During judging this year there was a moment that I’ll never forget. My personal favourite of the 114 nominated Carnegie titles and the book I had actually nominated myself became a severe point of contention amongst the judges and divided opinion. I thought it was fantastic and that it undoubtedly met the criteria that we judges have to adhere so stringently to when assessing each individual title. The plot was tightly devised, the writing phenomenal in its darkness, wit and pure visceral nature and the characters so sharply distinct and compelling that, in my opinion, it deserved to be on the longlist, shortlist and ultimately win. Not only this but I had never read anything like it, it was so unique and would have made the longlist that little bit more unusual.

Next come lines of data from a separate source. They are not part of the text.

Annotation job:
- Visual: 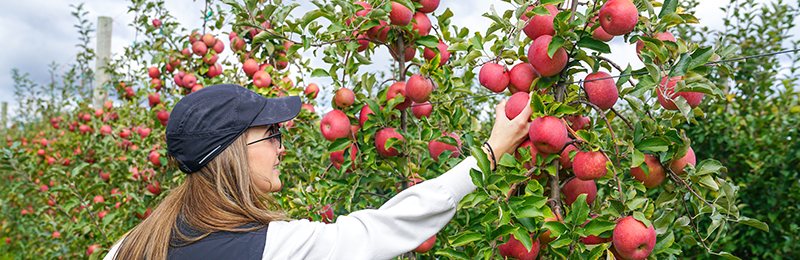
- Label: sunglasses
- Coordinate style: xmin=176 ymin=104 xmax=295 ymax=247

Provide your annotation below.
xmin=247 ymin=126 xmax=283 ymax=149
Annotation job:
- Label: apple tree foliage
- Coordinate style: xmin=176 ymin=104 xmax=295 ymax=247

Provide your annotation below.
xmin=0 ymin=0 xmax=768 ymax=259
xmin=681 ymin=1 xmax=800 ymax=259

Alas, after much discussion (and championing by me) it was democratically voted off the longlist. I was so upset. The thing about CKG is that you invest part of yourself in all the amazing books that you read. As a judge you must of course constantly remain objective but after all the time, stress and tears of reading 207 nominated titles, it’s impossible not to have your personal favourites and if they don’t make it on to the longlist it’s a heavy blow.

This experience made me think of the importance of controversial books and how vital it is for us as judges and librarians to remember the value of these books and what they bring in terms of reader engagement. I understand how personal opinion can interfere, but we must strive not to allow it to overshadow our impartiality and censor these brilliant books.

Some young adult books deemed controversial (and even banned in some cases) include Harry Potter, His Dark Materials, The Perks of Being a Wallflower, To Kill a Mockingbird, Junk, Of Mice and Men, When Mr Dog Bites and The Bunker Diary, to name but a few. Through the themes within controversial novels readers can be inspired to find ways to problem solve, deal with conflict and overcome struggles via bibliotherapy. These books can also influence deeper thinking, moral sensitivity, social awareness, tolerance and encourage readers to question. Not to mention the passion, vigour, and enthusiasm for reading it offers teens (and adults alike). Because, after all, who wants to read a bland and boring book?